Scientific classification
- Kingdom: Animalia
- Phylum: Chordata
- Class: Aves
- Order: Galliformes
- Family: Phasianidae
- Genus: Arborophila
- Species: A. cambodiana
- Binomial name: Arborophila cambodiana Delacour & Jabouille, 1928

= Chestnut-headed partridge =

- Genus: Arborophila
- Species: cambodiana
- Authority: Delacour & Jabouille, 1928
- Conservation status: NT

Species of bird

The chestnut-headed partridge (Arborophila cambodiana) is a bird species in the family Phasianidae. It is found in highland forest in Cambodia, specifically the Cardamom Mountains. The Siamese partridge, subspecies A. c. diversa, has sometimes been considered as a separate species.

==Taxonomy==
The chestnut-headed partridge was formally described in 1928 by the French ornithologists Jean Théodore Delacour and Pierre Jabouille based on a specimen collected near Bokor in southern Cambodia. They placed the new species with the partridges in the genus Arborophila and coined the binomial name Arborophila cambodiana.

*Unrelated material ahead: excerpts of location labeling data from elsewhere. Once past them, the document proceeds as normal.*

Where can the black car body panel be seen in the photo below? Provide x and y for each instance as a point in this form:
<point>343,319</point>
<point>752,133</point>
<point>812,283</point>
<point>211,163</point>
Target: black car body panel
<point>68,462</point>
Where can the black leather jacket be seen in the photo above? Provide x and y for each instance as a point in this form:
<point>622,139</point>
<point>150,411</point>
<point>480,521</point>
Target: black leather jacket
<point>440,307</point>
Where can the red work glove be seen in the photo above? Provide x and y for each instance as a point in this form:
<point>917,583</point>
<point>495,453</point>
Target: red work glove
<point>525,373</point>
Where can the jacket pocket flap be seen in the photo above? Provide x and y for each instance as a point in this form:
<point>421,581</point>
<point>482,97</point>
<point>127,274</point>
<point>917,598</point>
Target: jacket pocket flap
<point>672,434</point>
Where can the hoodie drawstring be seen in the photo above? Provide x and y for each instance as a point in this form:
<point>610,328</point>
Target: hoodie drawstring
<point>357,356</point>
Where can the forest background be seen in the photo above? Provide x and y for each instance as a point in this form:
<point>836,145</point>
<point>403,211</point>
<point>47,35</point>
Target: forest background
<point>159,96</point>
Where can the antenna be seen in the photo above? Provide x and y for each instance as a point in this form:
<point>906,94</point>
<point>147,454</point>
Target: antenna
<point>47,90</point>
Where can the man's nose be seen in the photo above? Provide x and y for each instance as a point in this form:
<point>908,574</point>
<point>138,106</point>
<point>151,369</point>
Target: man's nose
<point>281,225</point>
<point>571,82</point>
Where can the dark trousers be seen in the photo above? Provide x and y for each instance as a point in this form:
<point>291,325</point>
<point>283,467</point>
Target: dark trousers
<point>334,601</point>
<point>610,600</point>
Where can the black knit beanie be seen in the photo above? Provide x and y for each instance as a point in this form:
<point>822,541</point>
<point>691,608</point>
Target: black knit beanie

Three subspecies are recognised:
- A. c. diversa Riley, 1930 – southeast Thailand (Siamese partridge)
- A. c. chandamonyi Eames, JC & Steinheimer & Bansok, 2002 – southwest Cambodia
- A. c. cambodiana Delacour & Jabouille, 1928 – southeast Cambodia

The subspecies A. c. diversa has sometimes been considered as a separate species, the Siamese partridge.